Which is to say, this doesn't look anything like real life. It aerosolizes the virus, sure, but quite possibly in a way that no human larynx ever could, unless it was the Cough Heard Round The World. Thus, it's an interesting and intriguing piece of experimental science, but it's simply one piece of evidence in a quilt of information about how the virus is spread--and each individual piece of information does not have the ability to stand entirely on its own.
The experimental data adds a perspective, but the epidemiology gives real-life evidence of what happened, although that data too needs to be understood for its limitations. Even the lead author cautioned against over-interpretation of her work, noting in her Twitter feed the following: “Important: we experimentally generated [COVID-19] aerosols and kept them afloat in a drum. This is not evidence of aerosol transmission.”
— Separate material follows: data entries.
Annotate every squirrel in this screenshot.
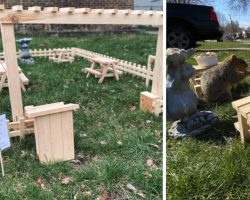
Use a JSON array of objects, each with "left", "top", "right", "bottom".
[{"left": 201, "top": 55, "right": 250, "bottom": 103}]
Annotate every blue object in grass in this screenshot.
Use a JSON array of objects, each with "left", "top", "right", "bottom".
[{"left": 17, "top": 38, "right": 34, "bottom": 64}]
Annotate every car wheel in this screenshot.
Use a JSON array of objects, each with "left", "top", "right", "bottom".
[{"left": 167, "top": 27, "right": 195, "bottom": 49}]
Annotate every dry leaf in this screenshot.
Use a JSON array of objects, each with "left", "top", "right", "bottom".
[
  {"left": 36, "top": 178, "right": 45, "bottom": 189},
  {"left": 147, "top": 159, "right": 154, "bottom": 167},
  {"left": 149, "top": 144, "right": 160, "bottom": 149},
  {"left": 83, "top": 191, "right": 92, "bottom": 197},
  {"left": 126, "top": 183, "right": 137, "bottom": 193},
  {"left": 155, "top": 131, "right": 161, "bottom": 137},
  {"left": 136, "top": 192, "right": 146, "bottom": 199},
  {"left": 143, "top": 172, "right": 152, "bottom": 178},
  {"left": 96, "top": 191, "right": 110, "bottom": 200},
  {"left": 61, "top": 176, "right": 72, "bottom": 185},
  {"left": 100, "top": 141, "right": 107, "bottom": 145}
]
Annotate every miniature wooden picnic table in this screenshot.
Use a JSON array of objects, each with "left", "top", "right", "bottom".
[
  {"left": 85, "top": 57, "right": 121, "bottom": 83},
  {"left": 0, "top": 61, "right": 29, "bottom": 93}
]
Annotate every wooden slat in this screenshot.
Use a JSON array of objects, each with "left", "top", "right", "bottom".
[
  {"left": 35, "top": 116, "right": 52, "bottom": 162},
  {"left": 28, "top": 6, "right": 42, "bottom": 12},
  {"left": 1, "top": 24, "right": 23, "bottom": 121},
  {"left": 44, "top": 7, "right": 59, "bottom": 13},
  {"left": 59, "top": 7, "right": 75, "bottom": 13},
  {"left": 25, "top": 104, "right": 79, "bottom": 118},
  {"left": 48, "top": 111, "right": 64, "bottom": 160},
  {"left": 0, "top": 7, "right": 163, "bottom": 25},
  {"left": 61, "top": 111, "right": 75, "bottom": 160},
  {"left": 151, "top": 26, "right": 165, "bottom": 98},
  {"left": 75, "top": 8, "right": 91, "bottom": 14}
]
But this nuance--this will come as a shock--has gotten completely ignored in the fevered rush to judgement and general freakout. And it's, you know, a kinda important nuance. Today's news brings another article even more extreme in its assertions--that an "MIT researcher" (they're smart!) is quoted in the New York Post as saying that COVID "can travel 27 feet and linger for hours." The "research" done to prove this? Turns out it's little more than a commentary, and describes no genuine new study designed to truly evaluate what happens when a COVID-infected patient is in a room with someone who is wearing a surgical mask but not an N95. In fact, it doesn't even deign to consider the strong epidemiologic data suggesting that N95s are unnecessary (with exceptions noted above). What it does show is...a video of someone sneezing. And what is its biggest citation? The very NEJM study described above. Which is to say, there's no there, there.
At the Billy Rubin Blog, we don't consider that to be the kind of science to merit headlines. We like articles like this, instead, that provide a whole lotta context about the question of airborne versus droplet spread. Good reading! And a lot less anxiety-provoking than the New York Post story.
Indeed, in this environment, when fingers are being angrily pointed, this seems to just pour kerosene on the flames. There are real outrages that have occurred as part of this epidemic, and for which many people are going to needlessly die. (See, for instance: Trump, Donald.) But based on what is currently known, there is not yet good reason to believe that there's anything shortsighted about public health officials suggesting that a surgical mask is, for the most part, safe for most situations involving COVID patient care.
The outbreak is moving fast, and that could change, but as of yet, the science isn't even close to being definitive that the N95 is required in all COVID situations.